Have you ever wondered how accurate AI writing detection tools really are? Recently, I tested several texts, from simple to more complex, to see if they were flagged as AI-generated. The results were surprising, and it raised questions about the effectiveness of AI detection tools (AIDTs) and the extent to which we should rely on them.
🙊 Caveman English OK, Formal English No OK
Something as simple as stating the Pythagorean Theorem is automatically detected as AI-generated.
In order to determine the length of a side in a right-angled triangle, algebraic techniques must be applied to rearrange the variables in such a way that the square of the hypotenuse is expressed as the sum of the squares of the other two sides. By performing these mathematical manipulations, the resulting equation can be solved by taking the square root of both sides, thereby obtaining the length of the desired side. This process comes from the Pythagorean theorem, which states that the square of the hypotenuse is equal to the sum of the squares of the other two sides in a right-angled triangle.
To verify this, I tried to dumb down my language and make it sound casual by using this prompt:
If you want to get a length of a side in a right-angled triangle, rearrange the variables so that the square of the hypotenuse is shown as the sum of the squares of the other two sides. Doing this gives you an equation that can be solved by taking the square root of both sides. After this, you can get the length of the side that you want. This universal fact is called the "Pythagorean theorem". It means that the square of the hypotenuse is equal to the sum of the squares of the remaining two sides.

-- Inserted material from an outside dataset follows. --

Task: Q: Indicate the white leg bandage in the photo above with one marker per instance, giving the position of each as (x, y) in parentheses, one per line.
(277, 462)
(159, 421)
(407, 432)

I literally couldn't make this sound any simpler, so I asked ChatGPT to say what I just said, but in a way that sounds like a "caveman".
After running it through AI, it detected it as ZERO percent AI-generated.
1
📝 Proofreading? No way Jose.
Grammarly, which is a proofreading app capable of changing entire paragraphs, is often detected by AIDTs as using AI-generated text. This is not entirely without its merits. Grammarly itself has a blog post does admit to using AI systems to improve their proofreading capabilities.
There are several posts saying that there are mixed results with using Grammarly, and that using it will yield a "partially AI" detection.
This begs the question, to what extent is it OK to use Microsoft Word's very own proofreader (called Editor), and where is the fine-line of being excessive, to the point that spellchecking is considered as "using AI"?
📜 The US Constitution? The founding fathers were obviously AI.
To make things more interesting, I ran text from random websites, legal documents and even Google Scholar articles. They were all detected as using AI in some shape or form. I understand why "random websites" may have the likelihood, but for more formally written texts?
One thing that surprised me was this Reddit post. Is the US Constitution so perfectly written that an AI detector that is hundreds of years in the future thinks it's still AI?
💡 What we could do for now
For students, do NOT be discouraged by this tool and do not use it as a way to "dodge" your teacher. Own your work, show your work, and if you happen to have a stubborn teacher who wants to make you admit otherwise, do NOT give in just so you can avoid a fight. Escalate to the head of your school if you need to. Use other school documentation like your course syllabus or something your teacher wrote to prove that the website shoots out false positives while agnostic of where the text source was from.
And as for teachers, if your colleagues happened to share something with you that is in no way as "official" as a website like "TurnItIn.com" don't assume a website like GPTZero is telling you the absolute truth. As I have demonstrated how easy it is to get a false positive, I recommend not using AIDTs as a justification to give your students a zero grade. AI-Generated text is currently cutting-edge technology, and to be able to detect it, at least at the time of this post, is considered bleeding-edge technology, making the tool error-prone.